Dunleavy's key ally on education, Bob Griffin, faces confirmation vote for state school board

The contradictions and hypocrisy of the Dunleavy administration on charter schools are embodied in the political statements and opinions of Alaska Airlines pilot Bob Griffin, the longtime Dunleavy ally who is up for legislative confirmation for a second five-year term on the state school board.

Griffin claims he supports local control of charter schools by locally elected school boards.

“Local control is paramount,” he said about charter schools during a confirmation hearing April 17.

Then he contradicted himself by supporting the Dunleavy vision to give the state school board the power to create charter schools.

The Legislature failed in March, by a single vote, to override the Dunleavy veto of an education package that did not include his charter school power grab. House Republicans have tried to resurrect the idea, but there is strong Senate opposition and support for local control.

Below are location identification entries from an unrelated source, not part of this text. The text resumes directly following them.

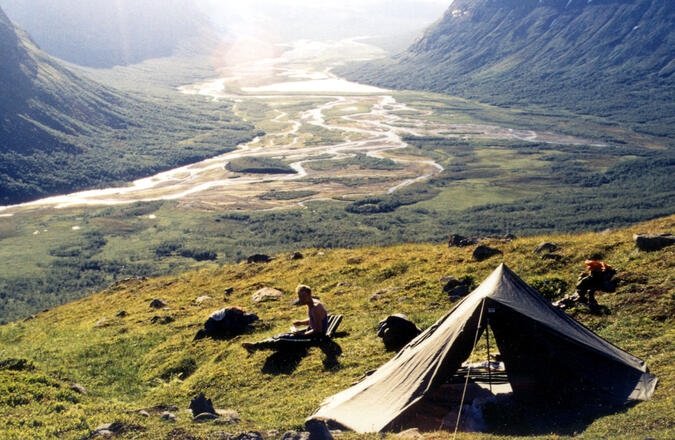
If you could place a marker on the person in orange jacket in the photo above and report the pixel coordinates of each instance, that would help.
(598, 276)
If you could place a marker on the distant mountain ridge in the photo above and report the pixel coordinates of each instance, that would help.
(103, 33)
(613, 58)
(61, 131)
(41, 101)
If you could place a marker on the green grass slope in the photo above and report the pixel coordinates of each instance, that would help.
(128, 362)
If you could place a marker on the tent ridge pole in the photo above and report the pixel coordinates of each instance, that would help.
(468, 369)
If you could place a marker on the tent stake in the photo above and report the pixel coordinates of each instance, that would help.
(487, 340)
(468, 370)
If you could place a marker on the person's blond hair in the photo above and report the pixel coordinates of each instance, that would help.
(303, 288)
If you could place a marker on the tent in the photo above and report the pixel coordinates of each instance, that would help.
(547, 354)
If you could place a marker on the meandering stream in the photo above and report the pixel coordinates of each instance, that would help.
(377, 133)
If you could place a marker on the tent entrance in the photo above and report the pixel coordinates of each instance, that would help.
(457, 399)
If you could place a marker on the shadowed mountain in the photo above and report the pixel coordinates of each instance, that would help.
(102, 33)
(60, 131)
(608, 58)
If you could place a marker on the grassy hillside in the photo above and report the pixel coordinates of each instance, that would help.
(128, 362)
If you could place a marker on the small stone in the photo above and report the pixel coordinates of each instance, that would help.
(203, 417)
(251, 435)
(157, 303)
(653, 242)
(109, 429)
(161, 319)
(388, 290)
(460, 241)
(228, 415)
(79, 389)
(259, 258)
(168, 416)
(295, 435)
(101, 322)
(554, 257)
(266, 294)
(201, 404)
(483, 252)
(410, 434)
(459, 291)
(318, 430)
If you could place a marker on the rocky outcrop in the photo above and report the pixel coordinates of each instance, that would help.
(653, 242)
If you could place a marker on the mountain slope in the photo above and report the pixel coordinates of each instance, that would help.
(608, 58)
(101, 33)
(145, 357)
(60, 131)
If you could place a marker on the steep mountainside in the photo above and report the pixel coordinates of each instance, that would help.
(102, 33)
(613, 58)
(129, 356)
(40, 99)
(60, 131)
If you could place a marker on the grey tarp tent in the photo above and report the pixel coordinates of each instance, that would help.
(547, 355)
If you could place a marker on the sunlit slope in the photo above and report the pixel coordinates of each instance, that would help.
(607, 58)
(60, 131)
(128, 362)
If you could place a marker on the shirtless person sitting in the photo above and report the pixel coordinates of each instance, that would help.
(317, 320)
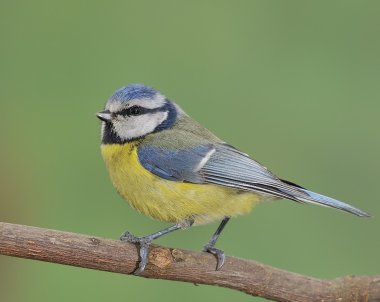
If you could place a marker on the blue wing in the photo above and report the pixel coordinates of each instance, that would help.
(221, 164)
(177, 165)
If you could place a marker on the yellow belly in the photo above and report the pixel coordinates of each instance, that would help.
(167, 200)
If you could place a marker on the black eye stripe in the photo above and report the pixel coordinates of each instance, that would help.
(138, 110)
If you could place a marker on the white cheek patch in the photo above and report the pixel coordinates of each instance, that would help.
(136, 126)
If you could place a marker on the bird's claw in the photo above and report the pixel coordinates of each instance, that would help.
(219, 254)
(144, 243)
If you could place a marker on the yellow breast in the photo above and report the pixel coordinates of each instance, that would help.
(167, 200)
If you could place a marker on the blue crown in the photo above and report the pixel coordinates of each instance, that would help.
(133, 91)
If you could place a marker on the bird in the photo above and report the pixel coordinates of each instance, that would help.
(172, 169)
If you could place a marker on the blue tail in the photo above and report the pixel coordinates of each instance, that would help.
(332, 203)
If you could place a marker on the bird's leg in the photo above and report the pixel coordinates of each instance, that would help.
(145, 241)
(209, 247)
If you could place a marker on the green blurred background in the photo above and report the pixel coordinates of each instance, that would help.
(293, 83)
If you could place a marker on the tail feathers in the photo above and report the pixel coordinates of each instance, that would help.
(330, 202)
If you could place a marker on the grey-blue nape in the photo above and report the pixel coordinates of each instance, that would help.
(133, 91)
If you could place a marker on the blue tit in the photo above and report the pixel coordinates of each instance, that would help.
(169, 167)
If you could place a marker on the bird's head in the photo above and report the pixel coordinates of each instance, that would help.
(135, 111)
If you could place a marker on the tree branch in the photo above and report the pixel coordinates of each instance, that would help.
(175, 264)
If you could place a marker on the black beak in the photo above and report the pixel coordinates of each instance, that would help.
(105, 115)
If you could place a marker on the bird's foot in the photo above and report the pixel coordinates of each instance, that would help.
(144, 243)
(219, 254)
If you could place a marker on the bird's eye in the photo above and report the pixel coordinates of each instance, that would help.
(135, 110)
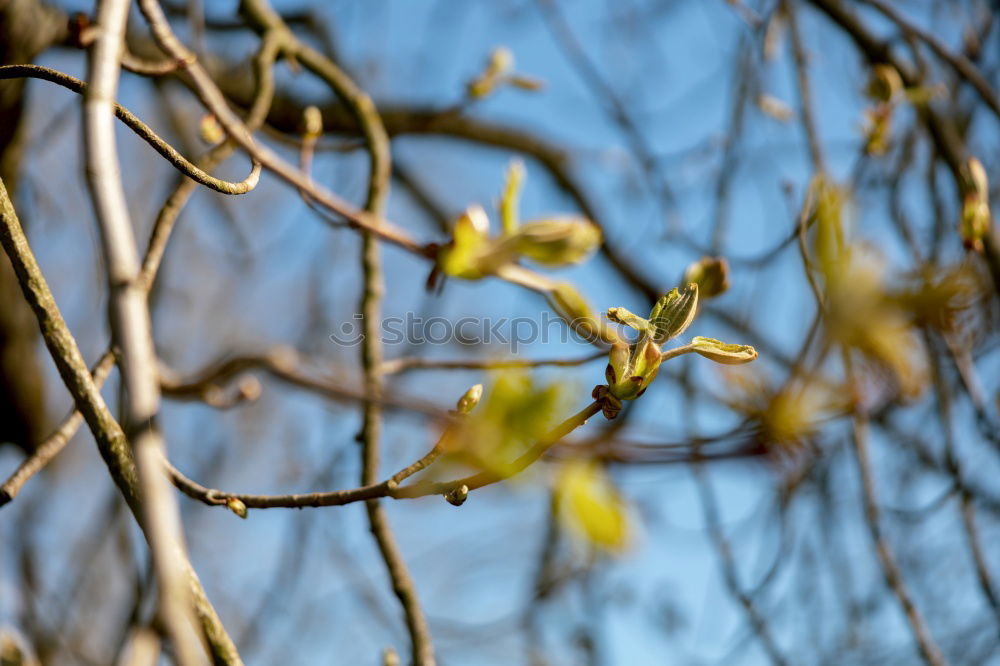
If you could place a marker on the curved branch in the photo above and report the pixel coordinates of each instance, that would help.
(144, 132)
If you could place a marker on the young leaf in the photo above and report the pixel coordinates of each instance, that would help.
(722, 352)
(673, 313)
(591, 506)
(558, 241)
(511, 197)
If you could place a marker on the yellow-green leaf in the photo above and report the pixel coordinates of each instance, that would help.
(591, 506)
(722, 352)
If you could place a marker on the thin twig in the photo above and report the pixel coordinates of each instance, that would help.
(132, 329)
(407, 363)
(958, 62)
(144, 132)
(55, 442)
(110, 437)
(890, 569)
(387, 488)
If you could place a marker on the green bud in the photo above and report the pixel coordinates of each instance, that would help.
(632, 369)
(626, 318)
(511, 196)
(457, 496)
(711, 274)
(884, 83)
(500, 63)
(558, 241)
(472, 254)
(312, 122)
(976, 218)
(673, 313)
(722, 352)
(210, 130)
(237, 506)
(528, 83)
(469, 399)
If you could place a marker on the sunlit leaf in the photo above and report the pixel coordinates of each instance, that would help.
(674, 312)
(515, 414)
(711, 274)
(591, 506)
(721, 352)
(558, 241)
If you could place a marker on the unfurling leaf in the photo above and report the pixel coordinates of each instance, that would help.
(511, 197)
(523, 82)
(472, 254)
(558, 241)
(515, 414)
(591, 506)
(721, 352)
(775, 108)
(673, 313)
(634, 368)
(626, 318)
(711, 274)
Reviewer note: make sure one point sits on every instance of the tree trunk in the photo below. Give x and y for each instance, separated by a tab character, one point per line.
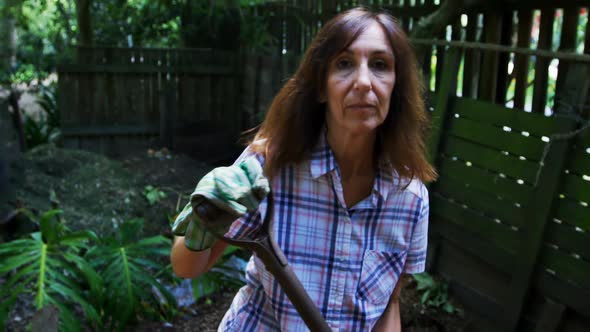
432	26
84	22
8	35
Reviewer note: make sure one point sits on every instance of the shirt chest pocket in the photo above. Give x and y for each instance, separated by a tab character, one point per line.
379	275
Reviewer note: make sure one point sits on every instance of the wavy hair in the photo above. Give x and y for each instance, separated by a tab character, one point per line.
296	116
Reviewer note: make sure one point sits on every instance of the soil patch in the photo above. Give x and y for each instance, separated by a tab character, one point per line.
99	193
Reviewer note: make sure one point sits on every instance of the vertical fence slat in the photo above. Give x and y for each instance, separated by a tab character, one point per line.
489	70
521	63
541	64
470	72
504	58
539	208
447	87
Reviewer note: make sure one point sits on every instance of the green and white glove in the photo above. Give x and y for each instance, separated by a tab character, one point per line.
233	191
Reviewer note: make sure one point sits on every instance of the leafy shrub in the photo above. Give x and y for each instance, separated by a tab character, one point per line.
129	270
226	275
153	194
45	129
434	293
113	281
48	264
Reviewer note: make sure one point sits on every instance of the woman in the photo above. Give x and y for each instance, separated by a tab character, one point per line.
343	147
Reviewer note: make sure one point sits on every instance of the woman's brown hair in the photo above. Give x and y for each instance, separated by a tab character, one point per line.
296	116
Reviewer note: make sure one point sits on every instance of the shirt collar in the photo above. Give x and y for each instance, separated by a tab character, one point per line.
323	162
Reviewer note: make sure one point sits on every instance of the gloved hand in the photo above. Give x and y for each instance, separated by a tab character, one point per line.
221	197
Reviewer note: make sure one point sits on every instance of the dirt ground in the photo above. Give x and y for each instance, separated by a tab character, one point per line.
98	193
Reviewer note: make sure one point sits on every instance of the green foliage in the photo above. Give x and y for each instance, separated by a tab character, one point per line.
44	128
226	25
130	270
153	194
113	281
145	23
434	293
226	274
48	265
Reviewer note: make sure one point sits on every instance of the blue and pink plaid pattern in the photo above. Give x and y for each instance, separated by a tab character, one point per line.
348	259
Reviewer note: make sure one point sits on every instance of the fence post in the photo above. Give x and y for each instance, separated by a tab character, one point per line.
539	208
447	88
167	105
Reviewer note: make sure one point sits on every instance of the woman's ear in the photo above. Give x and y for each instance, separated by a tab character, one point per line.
322	97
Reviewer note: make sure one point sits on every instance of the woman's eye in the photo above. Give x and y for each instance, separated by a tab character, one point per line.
343	64
380	65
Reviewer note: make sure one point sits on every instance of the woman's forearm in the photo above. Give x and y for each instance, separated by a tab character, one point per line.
191	264
390	320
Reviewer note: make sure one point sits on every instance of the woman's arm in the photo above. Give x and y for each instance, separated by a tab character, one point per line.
390	320
191	264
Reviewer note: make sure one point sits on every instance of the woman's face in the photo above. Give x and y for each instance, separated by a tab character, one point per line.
360	83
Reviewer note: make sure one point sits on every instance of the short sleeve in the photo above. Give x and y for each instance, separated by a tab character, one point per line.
416	256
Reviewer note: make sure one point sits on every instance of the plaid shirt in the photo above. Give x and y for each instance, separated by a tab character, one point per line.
348	259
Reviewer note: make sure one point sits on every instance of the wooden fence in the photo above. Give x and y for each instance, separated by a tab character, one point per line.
505	78
510	225
509	214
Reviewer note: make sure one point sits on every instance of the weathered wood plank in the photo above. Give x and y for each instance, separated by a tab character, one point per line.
550	317
538	215
493	137
542	64
217	70
576	187
569	239
521	63
441	112
487	203
566	266
580	162
498	115
564	292
571	211
492	159
471	70
489	75
84	131
499	235
476	245
485	181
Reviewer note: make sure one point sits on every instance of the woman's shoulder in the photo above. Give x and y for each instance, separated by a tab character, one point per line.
412	186
251	152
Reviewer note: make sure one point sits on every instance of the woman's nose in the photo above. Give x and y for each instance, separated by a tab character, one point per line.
363	78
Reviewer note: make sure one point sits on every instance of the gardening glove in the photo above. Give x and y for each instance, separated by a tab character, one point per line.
221	197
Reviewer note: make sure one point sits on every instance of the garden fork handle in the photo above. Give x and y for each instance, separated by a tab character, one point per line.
275	262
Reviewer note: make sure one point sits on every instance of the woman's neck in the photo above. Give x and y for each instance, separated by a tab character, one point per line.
354	153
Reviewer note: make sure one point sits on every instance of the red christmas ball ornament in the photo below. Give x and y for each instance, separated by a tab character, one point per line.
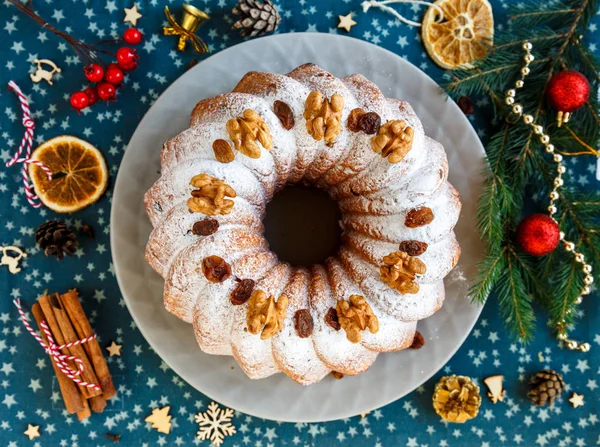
114	74
538	235
93	72
92	95
106	91
567	91
127	58
79	100
132	36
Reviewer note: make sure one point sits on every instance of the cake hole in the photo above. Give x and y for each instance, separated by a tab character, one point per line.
302	225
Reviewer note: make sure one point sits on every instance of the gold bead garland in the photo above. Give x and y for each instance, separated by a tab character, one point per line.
517	113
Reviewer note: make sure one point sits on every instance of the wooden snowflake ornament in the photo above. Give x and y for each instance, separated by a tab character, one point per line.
215	424
160	419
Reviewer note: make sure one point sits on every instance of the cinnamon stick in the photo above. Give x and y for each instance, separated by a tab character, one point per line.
64	333
72	305
85	413
73	401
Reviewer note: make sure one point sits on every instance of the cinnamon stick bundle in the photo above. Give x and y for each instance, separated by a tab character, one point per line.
67	322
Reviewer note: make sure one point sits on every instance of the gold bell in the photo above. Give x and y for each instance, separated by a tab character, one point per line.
192	19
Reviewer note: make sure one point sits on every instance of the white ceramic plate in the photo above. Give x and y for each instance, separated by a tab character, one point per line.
278	397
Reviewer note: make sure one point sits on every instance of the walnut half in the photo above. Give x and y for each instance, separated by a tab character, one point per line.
210	194
324	116
264	315
399	271
355	315
246	130
393	140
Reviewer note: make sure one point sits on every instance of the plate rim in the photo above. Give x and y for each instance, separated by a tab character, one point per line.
250	411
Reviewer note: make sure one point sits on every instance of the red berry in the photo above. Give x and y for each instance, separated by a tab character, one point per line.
127	58
106	91
79	100
93	72
114	74
132	36
538	235
92	95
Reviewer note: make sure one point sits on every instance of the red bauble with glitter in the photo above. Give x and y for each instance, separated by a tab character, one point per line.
114	74
538	235
106	91
132	36
567	91
79	100
127	58
93	72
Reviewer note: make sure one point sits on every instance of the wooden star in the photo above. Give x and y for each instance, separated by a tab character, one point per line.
346	22
114	349
33	431
132	15
576	400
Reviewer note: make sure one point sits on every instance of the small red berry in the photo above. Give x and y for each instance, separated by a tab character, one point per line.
106	91
79	100
114	74
92	95
132	36
93	72
127	58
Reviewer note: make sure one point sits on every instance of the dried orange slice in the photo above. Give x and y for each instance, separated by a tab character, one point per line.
79	174
462	36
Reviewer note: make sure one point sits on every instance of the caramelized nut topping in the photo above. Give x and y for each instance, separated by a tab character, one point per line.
332	320
418	217
205	227
413	248
216	269
242	292
355	316
284	113
223	151
303	323
399	271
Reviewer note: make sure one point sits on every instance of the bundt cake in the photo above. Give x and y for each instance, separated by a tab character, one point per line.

Griffin said that allowing the governor’s appointees on the state education board to create charter schools would end the “huge asymmetric power relationship” that exists when only locally elected school boards have the power to approve charter schools, which is the current law.

Griffin said he doesn’t know how many charter schools have been rejected over the last 30 years, but “if you interview a lot of parents there’s a lot of people that have not bothered to go through the process” because it’s too difficult. They have turned to correspondence allotment programs instead. It should be easier to create charter schools, he said.

Griffin has falsely claimed there are thousands of parents in Alaska who are on waiting lists to get their kids into charter schools, echoing the misinformation spread by Education Commissioner Deena Bishop, Dunleavy and others.

“Huge waiting lists of thousands of parents who are eager to participate in Alaska's innovative and successful public charter school models are frustrated because of statutory barriers that inhibit the growth of popular public charter programs,” Griffin wrote in a personal press release he distributed in mid-March.

Griffin was a founder and co-treasurer of the Dunleavy shadow campaign in 2018. He was co-treasurer of the Stand Tall With Mike group created to oppose the Dunleavy recall.

There is no doubt that Dunleavy, Griffin and others see the creation of statewide charter schools, which would act like correspondence schools, as a way to direct more public money into private schools.

While the landmark court ruling declaring the current school allotment rules unconstitutional plays out in court, Dunleavy and Griffin remain leading advocates for pushing more public resources to private schools.

Griffin is a board member of the far-right Alaska Policy Forum, which lists him as its “senior education research fellow.” He did not mention the Alaska Policy Forum on his resume submitted to legislators, referring to his volunteer senior education research fellow position as “my other hat.”

He told the House committee that he did not know what position the Alaska Policy Forum takes on K-12 education.

The senior education research fellow knows full well that the position is that the state should spend a lot less money and have students earn higher scores on standardized tests. He shouldn’t be afraid to admit this point of view.

He makes it a habit to cherry-pick statistics and occasionally manufactures his own, mixing and matching to sell his case. He regularly misuses the state results from the National Assessment of Educational Progress as an accurate measurement of public school performance.

 “Alaska’s public schools are not underfunded–they are not run efficiently because they are a monopoly,” Griffin wrote for the Alaska Policy Forum on June 29, 2014.

Griffin wrote two months ago that Alaska schools do not need an increase in funding—a claim he has been repeating for more than a decade—schools just need to spend money in different ways that he doesn’t identify to get better results.

“While our funding is adequate, results are still disappointing,” he wrote this February.

“Alaska does not have a K-12 funding problem. We have a resource allocation problem,” he wrote in another piece in February.

At his House confirmation hearing April 17, Griffin did not repeat those claims. He said, “We have had flat funding and I support increasing K-12 funding because of that.”

Griffin has yet to have a Senate confirmation hearing, which is scheduled for Monday, April 29.